In many of my single years, I would maybe have 1-3 meals a week in which I was sitting across from another human being talking. That's about 18 meals a week without anyone to talk to as I ate. I dredged through these meals because it was so hard for me, and it didn't feel natural.

God himself said in Genesis that it is not good for people to be alone. Perhaps in your busyness with family life, you have never noticed the singles in your lives that eat so few meals with other people. Maybe you don't notice that they have no one to sit with at church.

If you made it a point to find us at church and let us know that we have a place to sit, that would mean the world to us. If you had us over to your house for reasons other than to babysit your kids, we would be so grateful. And actually, some single people like me love to cook and would love to have you over some time as well.

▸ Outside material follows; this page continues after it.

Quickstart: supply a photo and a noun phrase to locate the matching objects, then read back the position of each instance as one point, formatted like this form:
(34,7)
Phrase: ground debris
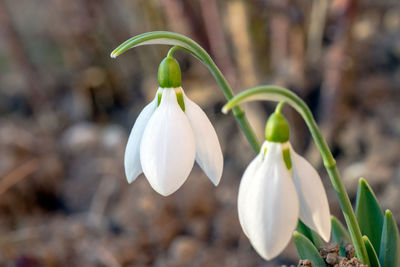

Inviting us in, allowing beautiful conversations to happen, taking the initiative to welcome us into family gatherings, all of these things would bring so much light and joy into the life of a single person.

Let's remember that even though our life paths have been very different, we are all a part of the same human family.

The heart of a church is not a building or programs, but the family that forms inside of those four walls. For those of us that don't have a traditional family, this may be the only family we have on this earth.

Let's welcome singles into that beautiful, vibrant, diverse family we call our church.